では、グルタミンは何に含まれているか? というと、生魚、生肉、大豆、海藻類など身近な食品に多く含まれています。
第1位 マグロ赤身(100g):約1180㎎
第2位 牛もも肉(100g):約900㎎
第3位 牛乳(200㎖):約620㎎
第4位 豆腐(100g):約600㎎
第5位 鶏むね肉(100g):約400㎎
グルタミンの役割は、「小腸粘膜細胞の最大の燃料」「大腸粘膜細胞の2番目に重要な燃料(1番は酪酸)」「免疫細胞(特にリンパ球)の燃料」ということになります。
ただし、グルタミンは40℃以上の加熱により壊れてしまうため、サラダや刺身など生で食べる必要があります。何だよ、わんちゃんや猫ちゃんにあげにくいじゃん! と思うでしょう。
グルタミンを摂取するのに食品からはなかなか難しいかもしれませんが、グルタミンはグルタミン酸から作られます。つまり、グルタミンの“材料”であるグルタミン酸を摂取することで、効率的にグルタミンを腸管に緊急配備することができそう。じゃあ、グルタミン酸は何に多く含まれているか?

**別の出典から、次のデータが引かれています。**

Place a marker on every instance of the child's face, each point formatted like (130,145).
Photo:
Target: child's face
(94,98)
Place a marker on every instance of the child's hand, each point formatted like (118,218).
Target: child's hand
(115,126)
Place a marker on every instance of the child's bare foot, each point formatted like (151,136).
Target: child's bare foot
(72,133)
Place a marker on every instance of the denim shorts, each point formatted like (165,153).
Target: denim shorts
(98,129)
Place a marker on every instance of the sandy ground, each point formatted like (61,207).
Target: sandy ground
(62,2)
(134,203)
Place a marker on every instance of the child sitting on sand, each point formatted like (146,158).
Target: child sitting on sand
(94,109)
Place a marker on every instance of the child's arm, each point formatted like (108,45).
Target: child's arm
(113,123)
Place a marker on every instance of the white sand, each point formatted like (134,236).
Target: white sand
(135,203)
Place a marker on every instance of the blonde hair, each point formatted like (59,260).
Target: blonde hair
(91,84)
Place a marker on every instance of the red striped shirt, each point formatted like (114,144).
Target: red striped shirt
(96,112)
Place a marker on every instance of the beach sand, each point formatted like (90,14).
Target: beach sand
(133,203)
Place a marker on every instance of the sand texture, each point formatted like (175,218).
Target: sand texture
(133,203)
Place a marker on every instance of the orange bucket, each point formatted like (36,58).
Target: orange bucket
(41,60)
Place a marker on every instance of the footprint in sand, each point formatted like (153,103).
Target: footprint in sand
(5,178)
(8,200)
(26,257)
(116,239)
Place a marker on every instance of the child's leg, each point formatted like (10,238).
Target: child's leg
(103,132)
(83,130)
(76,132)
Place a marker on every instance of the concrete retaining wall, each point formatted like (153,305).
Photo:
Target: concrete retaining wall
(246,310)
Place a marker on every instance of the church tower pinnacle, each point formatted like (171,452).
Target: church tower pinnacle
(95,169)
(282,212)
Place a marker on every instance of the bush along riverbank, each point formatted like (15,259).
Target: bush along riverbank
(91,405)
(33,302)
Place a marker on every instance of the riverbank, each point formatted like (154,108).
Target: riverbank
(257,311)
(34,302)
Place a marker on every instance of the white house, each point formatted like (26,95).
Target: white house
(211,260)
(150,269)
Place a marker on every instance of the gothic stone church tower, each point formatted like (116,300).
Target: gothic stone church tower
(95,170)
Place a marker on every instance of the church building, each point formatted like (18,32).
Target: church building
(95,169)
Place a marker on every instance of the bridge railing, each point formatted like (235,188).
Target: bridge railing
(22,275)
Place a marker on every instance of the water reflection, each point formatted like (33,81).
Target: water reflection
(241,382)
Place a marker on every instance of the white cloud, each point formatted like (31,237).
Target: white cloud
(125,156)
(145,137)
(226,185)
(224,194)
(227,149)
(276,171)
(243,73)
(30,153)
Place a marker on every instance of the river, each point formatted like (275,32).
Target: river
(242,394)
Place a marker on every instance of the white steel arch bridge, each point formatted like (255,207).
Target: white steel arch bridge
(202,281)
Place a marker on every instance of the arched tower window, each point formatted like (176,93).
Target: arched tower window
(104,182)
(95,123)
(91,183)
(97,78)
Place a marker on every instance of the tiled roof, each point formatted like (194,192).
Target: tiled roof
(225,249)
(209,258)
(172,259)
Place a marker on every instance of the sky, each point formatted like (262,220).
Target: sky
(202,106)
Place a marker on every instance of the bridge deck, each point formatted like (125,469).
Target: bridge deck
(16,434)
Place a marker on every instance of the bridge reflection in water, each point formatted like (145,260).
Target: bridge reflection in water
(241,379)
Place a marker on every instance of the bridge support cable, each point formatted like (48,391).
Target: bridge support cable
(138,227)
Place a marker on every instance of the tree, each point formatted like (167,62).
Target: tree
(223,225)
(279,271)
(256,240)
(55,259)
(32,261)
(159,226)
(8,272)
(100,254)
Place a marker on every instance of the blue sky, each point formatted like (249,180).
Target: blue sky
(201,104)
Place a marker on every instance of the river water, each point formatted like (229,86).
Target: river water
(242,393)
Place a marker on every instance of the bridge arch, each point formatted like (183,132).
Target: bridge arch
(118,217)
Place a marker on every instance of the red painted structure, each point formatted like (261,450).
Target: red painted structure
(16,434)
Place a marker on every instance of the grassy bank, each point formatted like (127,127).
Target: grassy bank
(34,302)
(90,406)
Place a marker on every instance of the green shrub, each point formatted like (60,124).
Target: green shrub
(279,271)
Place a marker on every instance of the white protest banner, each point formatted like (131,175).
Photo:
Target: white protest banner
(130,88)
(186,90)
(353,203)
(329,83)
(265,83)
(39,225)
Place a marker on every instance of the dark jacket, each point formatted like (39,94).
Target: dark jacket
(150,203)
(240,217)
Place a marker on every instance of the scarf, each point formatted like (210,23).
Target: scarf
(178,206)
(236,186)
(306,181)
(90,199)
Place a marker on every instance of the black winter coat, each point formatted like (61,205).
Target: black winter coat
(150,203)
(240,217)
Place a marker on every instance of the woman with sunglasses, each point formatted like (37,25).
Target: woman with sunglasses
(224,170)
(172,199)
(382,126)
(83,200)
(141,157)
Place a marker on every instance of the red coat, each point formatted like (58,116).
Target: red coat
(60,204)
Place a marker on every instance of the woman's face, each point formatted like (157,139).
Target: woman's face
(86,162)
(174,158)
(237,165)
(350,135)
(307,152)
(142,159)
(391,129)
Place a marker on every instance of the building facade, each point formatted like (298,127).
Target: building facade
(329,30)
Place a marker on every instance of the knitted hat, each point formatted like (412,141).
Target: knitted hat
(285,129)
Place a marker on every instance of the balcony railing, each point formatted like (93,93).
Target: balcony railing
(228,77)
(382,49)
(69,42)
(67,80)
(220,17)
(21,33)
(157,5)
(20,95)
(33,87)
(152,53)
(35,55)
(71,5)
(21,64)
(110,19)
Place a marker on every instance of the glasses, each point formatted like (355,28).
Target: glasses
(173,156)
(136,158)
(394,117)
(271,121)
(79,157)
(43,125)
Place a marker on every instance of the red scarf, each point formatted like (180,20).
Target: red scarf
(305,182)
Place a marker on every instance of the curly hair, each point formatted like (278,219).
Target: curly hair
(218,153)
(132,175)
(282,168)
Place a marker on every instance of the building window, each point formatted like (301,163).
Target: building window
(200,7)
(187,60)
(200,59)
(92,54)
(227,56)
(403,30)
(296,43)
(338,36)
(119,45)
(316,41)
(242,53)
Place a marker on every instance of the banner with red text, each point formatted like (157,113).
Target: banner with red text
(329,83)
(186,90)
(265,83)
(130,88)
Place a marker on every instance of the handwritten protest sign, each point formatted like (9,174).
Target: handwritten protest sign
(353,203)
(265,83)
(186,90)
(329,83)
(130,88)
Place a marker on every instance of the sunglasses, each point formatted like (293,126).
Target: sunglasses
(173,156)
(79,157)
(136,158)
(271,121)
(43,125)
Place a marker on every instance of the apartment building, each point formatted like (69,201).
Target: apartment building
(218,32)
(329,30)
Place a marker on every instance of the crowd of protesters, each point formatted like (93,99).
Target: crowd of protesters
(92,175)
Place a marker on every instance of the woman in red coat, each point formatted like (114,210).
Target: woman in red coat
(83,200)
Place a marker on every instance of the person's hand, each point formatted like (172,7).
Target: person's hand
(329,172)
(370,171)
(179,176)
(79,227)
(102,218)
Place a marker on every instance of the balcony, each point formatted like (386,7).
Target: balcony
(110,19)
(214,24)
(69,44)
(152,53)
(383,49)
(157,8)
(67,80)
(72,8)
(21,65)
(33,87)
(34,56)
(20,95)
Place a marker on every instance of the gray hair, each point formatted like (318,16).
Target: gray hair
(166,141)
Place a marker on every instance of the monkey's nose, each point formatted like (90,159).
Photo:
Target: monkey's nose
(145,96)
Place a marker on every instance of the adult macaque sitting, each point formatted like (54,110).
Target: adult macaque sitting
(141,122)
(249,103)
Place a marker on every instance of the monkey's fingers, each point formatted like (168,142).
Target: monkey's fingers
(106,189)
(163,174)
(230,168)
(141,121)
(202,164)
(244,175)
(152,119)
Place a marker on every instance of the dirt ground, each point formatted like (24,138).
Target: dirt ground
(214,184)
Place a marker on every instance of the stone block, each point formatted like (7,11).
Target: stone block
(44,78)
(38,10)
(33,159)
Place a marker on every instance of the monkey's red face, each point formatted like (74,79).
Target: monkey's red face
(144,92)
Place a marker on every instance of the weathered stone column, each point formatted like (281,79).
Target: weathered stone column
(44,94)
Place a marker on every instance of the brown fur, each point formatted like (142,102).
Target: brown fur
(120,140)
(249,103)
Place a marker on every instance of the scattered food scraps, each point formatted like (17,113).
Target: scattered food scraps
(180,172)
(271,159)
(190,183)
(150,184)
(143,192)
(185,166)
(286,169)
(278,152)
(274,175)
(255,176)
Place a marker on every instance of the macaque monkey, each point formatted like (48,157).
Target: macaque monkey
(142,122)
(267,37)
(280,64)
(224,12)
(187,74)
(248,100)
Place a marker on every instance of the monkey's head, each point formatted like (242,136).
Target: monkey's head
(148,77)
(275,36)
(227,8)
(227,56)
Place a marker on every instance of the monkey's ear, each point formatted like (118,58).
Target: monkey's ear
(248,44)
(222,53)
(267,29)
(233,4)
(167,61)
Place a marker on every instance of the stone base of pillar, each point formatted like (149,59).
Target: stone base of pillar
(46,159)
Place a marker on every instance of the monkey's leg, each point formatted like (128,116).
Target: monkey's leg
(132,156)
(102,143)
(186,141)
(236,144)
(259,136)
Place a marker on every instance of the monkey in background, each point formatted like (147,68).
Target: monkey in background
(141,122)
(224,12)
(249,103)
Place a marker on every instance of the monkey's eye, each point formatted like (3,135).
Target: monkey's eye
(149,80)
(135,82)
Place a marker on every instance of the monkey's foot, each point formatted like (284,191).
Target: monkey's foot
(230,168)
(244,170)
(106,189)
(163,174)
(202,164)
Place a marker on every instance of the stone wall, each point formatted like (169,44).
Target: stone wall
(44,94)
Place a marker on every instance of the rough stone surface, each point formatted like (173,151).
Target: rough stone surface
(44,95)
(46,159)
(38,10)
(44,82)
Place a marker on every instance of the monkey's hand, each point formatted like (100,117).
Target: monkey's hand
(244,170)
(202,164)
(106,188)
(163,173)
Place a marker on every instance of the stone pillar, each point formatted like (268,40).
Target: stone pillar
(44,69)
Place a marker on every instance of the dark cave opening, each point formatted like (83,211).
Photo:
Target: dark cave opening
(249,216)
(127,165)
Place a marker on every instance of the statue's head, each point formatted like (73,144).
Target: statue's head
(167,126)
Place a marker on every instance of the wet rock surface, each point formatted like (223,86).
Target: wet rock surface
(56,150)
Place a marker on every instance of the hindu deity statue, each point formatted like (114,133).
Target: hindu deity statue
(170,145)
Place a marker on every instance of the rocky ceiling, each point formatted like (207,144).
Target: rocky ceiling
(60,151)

グルタミン酸選抜総選挙があるとするなら、不動のセンターは昆布。昆布は、チームグルタミンの前田敦子ってわけです。
AKB選抜総選挙ファン投票で1位に返り咲いた前田敦子のスピーチに例えるなら、「ひとつだけお願いがあります。昆布のことは嫌いでも、グルタミンのことは嫌いにならないでください!」ということ。